Eventually five hundred years passed, and at the end of the song the woman herself had forgotten her name. And she hadn’t become a millstone, or a crucifix, or a watering trough. She had been only a pillar.

Kedrick Quote Clotilde 2The song ended, and the few people lucky enough to have heard it were shaken from their spell enough to mumble and clap. And then the stoner band began to play, and the crowds rushed in, and Clotilde packed up her guitar and left.

I woke up the next morning not quite remembering how I’d gotten home, but with a scrap of melody flowing through my head, like a lone golden feather drifting through a darkening forest, and the memory of a name–her secret name–which I had been certain she had whispered to me in my sleep.

I later met this woman at a party. It was a few years later, and she supposed no one remembered her. She didn’t seem particularly pleased that I did. But I did, and I asked her several questions, which she answered in third person.

ME: Why did you stop?
CLOTILDE: Why did she start?
ME: Because she had something to say.
CLOTILDE: Her English is not so good.
ME: But there was a spirit, an esprit–
CLOTILDE: A spirit in the air…maybe only a passing spirit…
ME: And did anyone ever discover her name?
CLOTILDE: No one even knew to ask. Finally she remembered it herself, and the stone cracked. So she walked away.

I never saw her again after that night.
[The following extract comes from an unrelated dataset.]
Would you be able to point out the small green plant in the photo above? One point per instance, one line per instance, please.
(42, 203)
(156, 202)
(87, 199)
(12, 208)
Somebody at the party told me that she had recorded a single in France, and that if you knew who to ask or if you looked hard enough, you might find it. But even in this era of YouTube and Spotify, it fails to show up. I wonder if this means she recorded under another name.

And I realize that, even as I’m writing this, it’s the sort of secret which cannot be shared. It was shared once, and may never be shared again, like the door you go through in the fairy tale to find that five hundred years have passed.

Five hundred years have passed, and I am still thinking about a song whose words I can’t remember, and whose music is just a suggestion in my memory.

If that’s not a spell, I don’t know what is.